In short: we trust engineers to do the right thing and we know that at this speed there will be mistakes.
One of my favorite examples of this was my first day (yes I said day—we call this zulily time). Our website was starting to fall over more frequently because of the amount of traffic we were handling, something that was common with our growth and spiky sales patterns. My task was to write a caching layer for the website that would give us some headroom…and deploy it that day. These were the very early days and there were minimal guardrails in place, so when it went out the new code had some issues: it crashed the site. Luckily it was easy to tell what the problem was and I was able to fix the issues quickly. I had the pig on my desk for the day, but we never slowed down. On to the next task!
This was in stark contrast to one of the places I had previously worked where we had meticulously prepared releases. Something similar happened with one of our releases there and the entire team had to sit through an hour long post-mortem meeting with managers and execs.

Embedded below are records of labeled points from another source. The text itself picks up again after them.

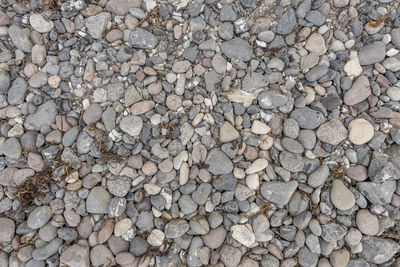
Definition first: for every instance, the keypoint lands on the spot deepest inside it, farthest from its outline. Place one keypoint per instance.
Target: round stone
(361, 131)
(367, 223)
(341, 197)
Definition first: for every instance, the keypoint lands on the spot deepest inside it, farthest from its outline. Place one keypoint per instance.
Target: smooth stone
(341, 197)
(131, 125)
(359, 91)
(243, 234)
(44, 116)
(39, 217)
(215, 237)
(76, 255)
(367, 223)
(316, 44)
(98, 200)
(237, 48)
(307, 118)
(257, 165)
(372, 53)
(228, 133)
(176, 228)
(360, 131)
(378, 250)
(332, 132)
(278, 192)
(218, 163)
(7, 229)
(286, 23)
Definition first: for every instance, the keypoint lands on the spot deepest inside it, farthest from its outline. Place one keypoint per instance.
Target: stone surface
(360, 131)
(341, 196)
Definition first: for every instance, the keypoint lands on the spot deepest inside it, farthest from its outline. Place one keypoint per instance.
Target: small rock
(143, 39)
(341, 197)
(7, 230)
(316, 44)
(39, 217)
(360, 131)
(98, 200)
(332, 132)
(132, 125)
(359, 91)
(372, 53)
(40, 24)
(228, 133)
(237, 48)
(367, 223)
(278, 192)
(243, 234)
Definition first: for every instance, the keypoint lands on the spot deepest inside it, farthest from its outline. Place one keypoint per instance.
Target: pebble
(372, 53)
(367, 223)
(237, 48)
(359, 91)
(228, 133)
(316, 44)
(39, 217)
(199, 133)
(7, 230)
(341, 196)
(132, 125)
(360, 131)
(98, 200)
(332, 132)
(278, 192)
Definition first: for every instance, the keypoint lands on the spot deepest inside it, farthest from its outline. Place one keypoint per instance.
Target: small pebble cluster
(200, 133)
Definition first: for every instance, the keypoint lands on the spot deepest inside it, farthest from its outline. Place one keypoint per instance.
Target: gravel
(200, 133)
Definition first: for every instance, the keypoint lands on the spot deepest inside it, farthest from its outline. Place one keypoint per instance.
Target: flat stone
(372, 53)
(341, 197)
(228, 133)
(143, 39)
(7, 229)
(286, 23)
(237, 48)
(367, 223)
(378, 250)
(243, 234)
(377, 194)
(92, 114)
(215, 237)
(359, 91)
(40, 24)
(20, 40)
(97, 25)
(361, 131)
(218, 163)
(132, 125)
(39, 217)
(176, 228)
(44, 116)
(76, 255)
(332, 232)
(257, 165)
(47, 250)
(278, 192)
(316, 44)
(307, 118)
(230, 256)
(270, 99)
(318, 177)
(122, 7)
(332, 132)
(291, 161)
(98, 200)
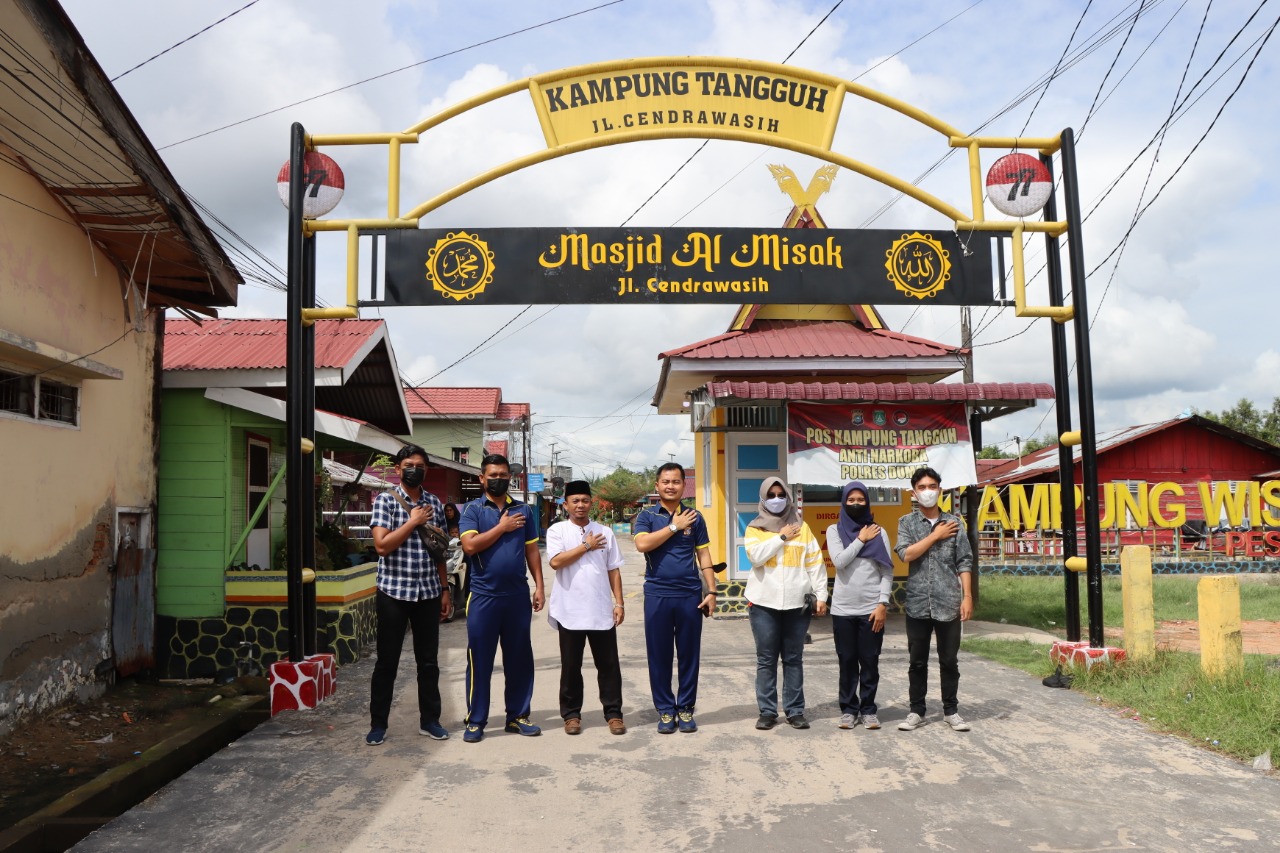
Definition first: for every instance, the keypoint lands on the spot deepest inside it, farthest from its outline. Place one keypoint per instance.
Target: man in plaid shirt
(411, 592)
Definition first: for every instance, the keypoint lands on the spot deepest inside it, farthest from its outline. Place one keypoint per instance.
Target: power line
(63, 364)
(394, 71)
(184, 40)
(1052, 74)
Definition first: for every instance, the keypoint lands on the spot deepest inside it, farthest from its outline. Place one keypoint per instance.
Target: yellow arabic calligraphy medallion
(460, 265)
(918, 265)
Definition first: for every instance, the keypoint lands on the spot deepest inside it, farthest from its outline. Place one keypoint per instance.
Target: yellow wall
(64, 483)
(714, 514)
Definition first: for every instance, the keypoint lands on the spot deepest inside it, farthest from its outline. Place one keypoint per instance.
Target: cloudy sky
(1184, 315)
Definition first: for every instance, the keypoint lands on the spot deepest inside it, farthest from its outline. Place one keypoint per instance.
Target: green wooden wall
(192, 509)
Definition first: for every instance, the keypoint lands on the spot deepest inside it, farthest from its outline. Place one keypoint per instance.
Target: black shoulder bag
(434, 539)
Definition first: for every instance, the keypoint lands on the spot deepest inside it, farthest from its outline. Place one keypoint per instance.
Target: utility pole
(970, 515)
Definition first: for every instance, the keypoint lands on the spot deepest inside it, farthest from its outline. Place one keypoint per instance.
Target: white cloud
(1185, 322)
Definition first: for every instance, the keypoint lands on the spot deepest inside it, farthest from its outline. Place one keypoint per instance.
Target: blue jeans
(778, 633)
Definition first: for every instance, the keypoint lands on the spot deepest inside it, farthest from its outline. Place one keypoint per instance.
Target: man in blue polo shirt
(676, 547)
(499, 538)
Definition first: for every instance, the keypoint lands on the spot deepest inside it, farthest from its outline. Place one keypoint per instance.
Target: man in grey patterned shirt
(938, 596)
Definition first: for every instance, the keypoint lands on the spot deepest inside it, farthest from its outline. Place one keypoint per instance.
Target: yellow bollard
(1139, 615)
(1221, 646)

All that did was make the developers afraid to take any risks, and displaced the sense of ownership. (Later on we did the math and the meeting was about 5x more expensive than the outage.)
This point is fully understood by everyone working at zulily: moving at this speed, people will make mistakes, and they will learn from them too. Forward progress usually outweighs most concerns. Let’s give people the tools and means to succeed and to correct things fast when mistakes are made.
Some of my favorite mistakes over the past few years:
Setting all the prices on the site to $1. (This was very early on; there are multiple safeguards now.)
A bug in some indexing code that periodically marked the entire catalog as sold-out.
All of the products on the site 301’d to a baby-monitor product. (This was my bad, but man did that monitor sell out fast.)
A fairly awesome cat picture internet meme that was accidentally published as one of our event images, when testing new image-resize code.
The last thing I will say about how we do things is that this system is not for everyone. I’ve worked with some very smart people in my tenure here, for whom this environment was not suited. You have to really be unafraid of your end-user’s feedback and be able to adjust accordingly.
Where do we go from here?
In 2012 we started to transform many of our systems from stand-alone applications to more of a service-based architecture. We introduced a few new languages (Java being the main one), and started to decouple entire systems from the ground up. While this process continues to evolve, it has yielded results from the start. We have been able to kick-start new efforts and teams in both our fulfillment and member-engagement space, and have enabled our existing teams to move in parallel much faster than anyone thought possible at this velocity.
We’re now starting to have loosely coupled systems, usually communicating via queued messages brokered by RabbitMQ, or by RESTful service calls. We using some of the newest and best open source software for search and discovery, and we have a pretty large and growing dataset which we are starting to do some innovative things with in the area of ML and data science. We’re continuing to push the boundaries of mobile-commerce, fulfillment, vendor management and merchandising—AND we’re just getting started. Come see for yourself.
Who knows where the next several years will take us. If they’re anything like the past four, watch out! As some of our friends up the street might say, it still feels very much like “Day One”.